There's a mismatch in investment in climate technology: According to Sightline Climate, more than half of total investment since 2020 has gone to startups working on energy and transportation.
“It's great to see these solutions working,” Juniper founding partner Michael Luciani told TechCrunch. However, as he points out, these sectors account for less than half of all carbon pollution.
“A big contributor is the way we make things, not just food, agriculture and buildings, but also industrial products, chemicals and plastics,” he says. “I have come to believe that artificial biology is the best emerging solution to most of the problems in these categories.”
Luciani and Juniper's other founding partner, Jennifer Kang, have long invested in climate action, initially as part of Climate Capital. Climate Capital is a prolific venture fund that typically writes small checks to early-stage companies. They have invested in 30 companies and led the company's investment in special purpose vehicles before raising new capital, Kang told TechCrunch.
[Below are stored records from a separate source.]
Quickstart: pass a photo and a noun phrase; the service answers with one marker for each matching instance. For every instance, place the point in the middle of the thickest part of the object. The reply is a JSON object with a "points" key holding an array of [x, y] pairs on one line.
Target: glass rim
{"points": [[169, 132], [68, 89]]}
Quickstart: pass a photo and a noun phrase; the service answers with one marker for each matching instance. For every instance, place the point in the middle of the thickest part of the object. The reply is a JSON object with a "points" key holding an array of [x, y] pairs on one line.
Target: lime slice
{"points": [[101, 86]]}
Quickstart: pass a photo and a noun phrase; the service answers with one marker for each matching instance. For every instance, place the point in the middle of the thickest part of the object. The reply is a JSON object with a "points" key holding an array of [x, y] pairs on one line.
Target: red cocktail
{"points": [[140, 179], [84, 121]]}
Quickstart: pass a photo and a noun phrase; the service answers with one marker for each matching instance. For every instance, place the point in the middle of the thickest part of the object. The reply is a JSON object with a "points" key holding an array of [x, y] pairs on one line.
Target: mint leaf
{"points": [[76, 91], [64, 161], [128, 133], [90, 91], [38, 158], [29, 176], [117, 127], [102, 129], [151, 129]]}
Juniper originally started out as Climate Capital Bio, investing in climate-focused synthetic biology startups. But “as we got further down the road, we realized that what we had to rely on was the fact that we could be the climate biotech talent,” Luciani said. “Climate Capital is a great brand, but it's really a generalist brand, and that's not quite the kind of signal we wanted to send.”
Juniper's first fund is worth $10.6 million and is oversubscribed, the company exclusively tells TechCrunch. Limited partners include family offices, foundations, and Allocator One, an institutional fund of funds that serves as the anchor.
“We also have a significant number of scientists in our field who allow us to invest in funds with lower minimums. We also have over a dozen different partners from venture capital and private equity firms.” added Luciani.
Juniper operates as a regular venture fund, writing checks of $100,000 to $500,000 to scientists working to commercialize their research. The goal is to “be the first institutional investor and help them think through how to build a company,” Suga said.
The fund's early investments include California Cultured, which grows plant cells to make more sustainable coffee and chocolate, and Cache DNA, which is developing better ways to preserve DNA and RNA.
“We're building a lot of data centers, but that's not the most sustainable way for our world to grow digitally. If we stored all the data in the world in DNA today, , we only need one shoebox's worth of DNA,” Kang said. “The difference is huge.”